Khrushchev and religion:

  • Khrushchev’s major anti-religious campaign started in 1958. Included the following measures:
    • Churches reopened during World War Two were reclosed.
    • Anti-religious propaganda reintroduced.
    • Anti-religious magazines were reintroduced, for example, Science and Religion, was published regularly from 1960.
    • Roman Catholic monasteries were closed in 1959.
    • Orthodox converts were placed under surveillance.
    • Patrols refused to let believers have access to holy sites.
  • Khrushchev also used the Soviet space programme to attack religion.
    • Yuri Gagarin commented that having travelled up to the heavens, he found no God.
    • Valentina Tereshkova, as the first woman in space, also argued that her trip into space led to the victory of atheism.
  • Khrushchev’s campaigns targeted female believers as government figures showed that 2/3 of Orthodox Churchgoers were women and 80% of Protestant Christians were women.
  • Concerned that women were passing on religious beliefs to their children.
  • Therefore, from 1960, a propaganda campaign encouraged men to take the leading role in education of their children.
  • Aspects of Khrushchev’s campaign succeeded, for example, the KGB closed down thousands of Churches, reducing the number of Orthodox Church buildings from 8000-5000 from 1958-1964.
  • However, women continued to protect their religious freedoms.
  • Some marched to defend Islam and Christianity.
    • Others took their children out of schools in order to counter the anti-religious campaigns and propaganda.

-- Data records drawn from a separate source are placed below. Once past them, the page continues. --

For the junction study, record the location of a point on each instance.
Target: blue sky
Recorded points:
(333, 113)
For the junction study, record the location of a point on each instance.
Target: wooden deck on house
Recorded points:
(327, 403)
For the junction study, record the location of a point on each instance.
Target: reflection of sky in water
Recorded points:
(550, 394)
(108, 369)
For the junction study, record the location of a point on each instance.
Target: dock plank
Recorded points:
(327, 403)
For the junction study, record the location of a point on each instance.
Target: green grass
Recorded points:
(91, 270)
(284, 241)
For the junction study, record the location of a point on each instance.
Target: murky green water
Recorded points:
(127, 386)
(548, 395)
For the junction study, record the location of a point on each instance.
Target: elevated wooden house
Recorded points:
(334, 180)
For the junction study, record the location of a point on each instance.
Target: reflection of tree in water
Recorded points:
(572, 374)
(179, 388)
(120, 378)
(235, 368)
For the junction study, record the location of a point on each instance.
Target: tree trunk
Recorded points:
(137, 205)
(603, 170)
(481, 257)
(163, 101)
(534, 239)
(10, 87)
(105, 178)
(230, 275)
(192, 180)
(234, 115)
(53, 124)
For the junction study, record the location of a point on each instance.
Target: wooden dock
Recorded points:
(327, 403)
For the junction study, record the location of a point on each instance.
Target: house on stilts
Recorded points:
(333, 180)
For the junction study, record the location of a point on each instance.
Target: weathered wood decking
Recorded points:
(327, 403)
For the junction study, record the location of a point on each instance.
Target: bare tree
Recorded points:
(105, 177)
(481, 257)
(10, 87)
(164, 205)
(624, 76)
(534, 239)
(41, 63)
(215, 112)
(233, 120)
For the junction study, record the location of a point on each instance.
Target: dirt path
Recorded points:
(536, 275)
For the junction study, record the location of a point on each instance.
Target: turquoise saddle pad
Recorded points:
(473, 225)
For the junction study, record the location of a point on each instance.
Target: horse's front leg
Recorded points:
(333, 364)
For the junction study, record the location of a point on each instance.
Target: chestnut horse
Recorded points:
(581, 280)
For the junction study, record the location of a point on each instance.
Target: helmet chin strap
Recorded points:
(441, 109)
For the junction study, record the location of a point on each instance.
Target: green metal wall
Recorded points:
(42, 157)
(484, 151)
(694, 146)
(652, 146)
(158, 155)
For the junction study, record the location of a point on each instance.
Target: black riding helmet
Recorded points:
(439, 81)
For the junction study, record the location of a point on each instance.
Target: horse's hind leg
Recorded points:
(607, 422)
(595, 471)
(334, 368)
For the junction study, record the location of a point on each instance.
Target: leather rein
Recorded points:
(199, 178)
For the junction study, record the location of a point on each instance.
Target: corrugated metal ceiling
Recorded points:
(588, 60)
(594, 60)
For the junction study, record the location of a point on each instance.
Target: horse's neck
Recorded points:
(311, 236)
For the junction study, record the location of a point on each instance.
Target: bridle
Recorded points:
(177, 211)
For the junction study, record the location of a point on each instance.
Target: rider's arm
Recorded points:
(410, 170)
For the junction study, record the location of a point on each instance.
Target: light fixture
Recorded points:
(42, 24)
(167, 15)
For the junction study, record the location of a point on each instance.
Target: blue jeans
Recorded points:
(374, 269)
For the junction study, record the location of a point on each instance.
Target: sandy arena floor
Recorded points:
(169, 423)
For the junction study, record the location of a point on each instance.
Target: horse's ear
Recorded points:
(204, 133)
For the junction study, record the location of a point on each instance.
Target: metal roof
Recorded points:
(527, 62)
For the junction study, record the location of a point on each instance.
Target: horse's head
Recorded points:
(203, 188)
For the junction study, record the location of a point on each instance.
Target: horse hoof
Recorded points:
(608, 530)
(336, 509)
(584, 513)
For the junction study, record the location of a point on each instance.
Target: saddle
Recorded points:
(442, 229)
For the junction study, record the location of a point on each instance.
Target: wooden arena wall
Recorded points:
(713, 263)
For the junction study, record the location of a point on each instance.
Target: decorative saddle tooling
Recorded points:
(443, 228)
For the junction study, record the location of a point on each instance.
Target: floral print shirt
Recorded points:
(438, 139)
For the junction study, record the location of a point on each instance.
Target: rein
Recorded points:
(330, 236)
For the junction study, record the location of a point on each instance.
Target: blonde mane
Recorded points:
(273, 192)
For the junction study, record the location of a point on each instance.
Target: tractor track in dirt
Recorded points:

Religion in the USSR, 1964-85:

  • Brezhnev ended Khrushchev’s overt campaign against religion.
  • Church closures stopped and so did poster campaigns/
  • Brezhnev advocated spreading atheism rather than attacking religious groups.
  • In 1968, he opened the Institute for Scientific Atheism which published articles in newspapers and advised teachers how to spread atheism in the classroom.
  • Brezhnev seeked allies in the Middle East, whilst other Soviet leaders described Islam as ‘Backwards and barbarian’
  • Under Brezhnev, the government started supporting anti-American Islamic groups.
    • As a consequence, in the late 1960’s, the government described Islam as: ‘progressive, anti-colonial and revolutionary creed’ that was compatible with socialism.
  • Brezhnev’s promotion of atheism did not lead to less people support religious groups.
  • No more churches or mosques closed.
  • 20% remained professing a religious faith.